São Paulo domina ranking de saneamento básico no Brasil
Estado concentra a maior parte dos municípios rumo à universalização segundo dados da ABES 2025.
- Publicado: 29/01/2026
- Alterado: 18/12/2025
- Autor: Redação
- Fonte: Secult PMSCS
O mais recente Ranking ABES da Universalização do Saneamento 2025 trouxe dados reveladores sobre a infraestrutura brasileira. O levantamento aponta que, dos 2.483 municípios com informações completas analisadas, apenas 63 (ou 2,54%) atingiram a categoria máxima classificada como “Rumo à universalização”. Neste cenário desafiador, o estado de São Paulo assume um protagonismo incontestável.
A unidade federativa reúne a vasta maioria das cidades brasileiras mais próximas de universalizar os serviços, dominando as listas tanto entre os grandes centros urbanos quanto entre os municípios de pequeno e médio porte.

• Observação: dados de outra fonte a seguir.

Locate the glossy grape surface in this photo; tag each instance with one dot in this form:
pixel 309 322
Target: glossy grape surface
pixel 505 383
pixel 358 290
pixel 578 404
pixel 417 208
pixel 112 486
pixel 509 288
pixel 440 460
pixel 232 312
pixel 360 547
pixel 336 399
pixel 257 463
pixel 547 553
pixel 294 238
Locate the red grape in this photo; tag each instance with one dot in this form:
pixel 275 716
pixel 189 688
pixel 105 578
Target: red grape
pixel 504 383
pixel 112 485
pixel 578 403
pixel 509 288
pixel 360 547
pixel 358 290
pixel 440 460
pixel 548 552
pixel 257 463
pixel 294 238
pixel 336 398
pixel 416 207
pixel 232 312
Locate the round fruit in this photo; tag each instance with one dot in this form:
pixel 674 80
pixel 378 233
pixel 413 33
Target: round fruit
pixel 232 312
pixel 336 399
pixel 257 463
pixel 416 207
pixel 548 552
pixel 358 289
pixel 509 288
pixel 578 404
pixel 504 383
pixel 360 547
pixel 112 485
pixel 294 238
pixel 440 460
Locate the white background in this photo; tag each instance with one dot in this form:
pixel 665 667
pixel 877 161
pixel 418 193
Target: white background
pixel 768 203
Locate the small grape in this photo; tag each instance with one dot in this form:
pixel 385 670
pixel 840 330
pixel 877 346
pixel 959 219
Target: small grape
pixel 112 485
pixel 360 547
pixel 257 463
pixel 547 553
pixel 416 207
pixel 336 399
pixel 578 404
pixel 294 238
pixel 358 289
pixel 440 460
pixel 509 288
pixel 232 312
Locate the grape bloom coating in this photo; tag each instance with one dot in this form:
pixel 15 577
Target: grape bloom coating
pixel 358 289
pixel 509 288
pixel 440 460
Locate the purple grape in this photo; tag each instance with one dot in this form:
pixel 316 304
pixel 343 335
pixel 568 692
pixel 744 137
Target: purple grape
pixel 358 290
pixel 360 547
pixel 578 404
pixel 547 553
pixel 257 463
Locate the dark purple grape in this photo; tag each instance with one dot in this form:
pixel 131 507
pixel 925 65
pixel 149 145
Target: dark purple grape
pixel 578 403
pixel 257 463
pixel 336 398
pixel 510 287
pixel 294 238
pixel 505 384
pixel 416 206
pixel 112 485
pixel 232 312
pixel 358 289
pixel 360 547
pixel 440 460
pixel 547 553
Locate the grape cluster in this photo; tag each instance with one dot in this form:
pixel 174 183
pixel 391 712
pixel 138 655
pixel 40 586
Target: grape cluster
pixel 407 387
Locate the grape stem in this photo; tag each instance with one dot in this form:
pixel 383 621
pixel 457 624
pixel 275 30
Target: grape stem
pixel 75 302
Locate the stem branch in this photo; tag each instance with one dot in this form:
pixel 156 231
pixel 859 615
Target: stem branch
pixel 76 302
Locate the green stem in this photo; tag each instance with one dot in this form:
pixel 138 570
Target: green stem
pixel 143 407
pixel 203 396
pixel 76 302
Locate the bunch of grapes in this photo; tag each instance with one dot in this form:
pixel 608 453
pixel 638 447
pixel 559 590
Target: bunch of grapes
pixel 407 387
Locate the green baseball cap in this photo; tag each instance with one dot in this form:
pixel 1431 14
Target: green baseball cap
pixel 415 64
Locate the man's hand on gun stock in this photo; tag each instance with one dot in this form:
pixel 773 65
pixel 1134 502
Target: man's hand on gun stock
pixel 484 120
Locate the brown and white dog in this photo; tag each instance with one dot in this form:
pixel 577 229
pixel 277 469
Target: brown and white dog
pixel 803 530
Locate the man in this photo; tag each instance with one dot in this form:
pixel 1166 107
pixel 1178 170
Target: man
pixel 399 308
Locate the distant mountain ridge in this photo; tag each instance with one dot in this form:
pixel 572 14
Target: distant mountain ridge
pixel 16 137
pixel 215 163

O estudo utiliza como base cinco indicadores do SINISA (ano-base 2023): abastecimento de água, coleta de esgoto, tratamento de esgoto, coleta de resíduos e disposição final adequada. Apenas locais que forneceram todos os dados foram considerados, permitindo uma avaliação precisa da trajetória nacional.
São Paulo na liderança em cidades de grande porte
Ao analisar as cidades com mais de 100 mil habitantes, o domínio regional fica evidente. O ranking identificou apenas 20 municípios em todo o país na faixa de excelência máxima. Deste total, 14 estão localizados em São Paulo, demonstrando que o estado concentra os melhores desempenhos em larga escala.
O destaque nacional é Presidente Prudente, que lidera o grupo. Confira abaixo o “Top 10” do Brasil para cidades de grande porte, com suas respectivas pontuações, onde a presença paulista é majoritária:
- Presidente Prudente (SP) – 500,00
- Santa Bárbara d’Oeste (SP) – 498,01
- Curitiba (PR) – 496,15
- Catanduva (SP) – 495,67
- Niterói (RJ) – 495,60
- Piracicaba (SP) – 495,48
- Assis (SP) – 495,07
- Pinhais (PR) – 494,81
- Araçatuba (SP) – 494,72
- Rio Claro (SP) – 494,37
Outras cidades do estado de São Paulo que também figuram na categoria máxima incluem Limeira, Sorocaba, São Carlos, Barretos, Franca, Hortolândia e Araras.
Hegemonia em municípios menores
A disparidade torna-se ainda maior quando observamos o recorte de municípios de pequeno e médio porte (até 100 mil habitantes). Em todo o território nacional, apenas 43 cidades alcançaram o nível “Rumo à universalização”.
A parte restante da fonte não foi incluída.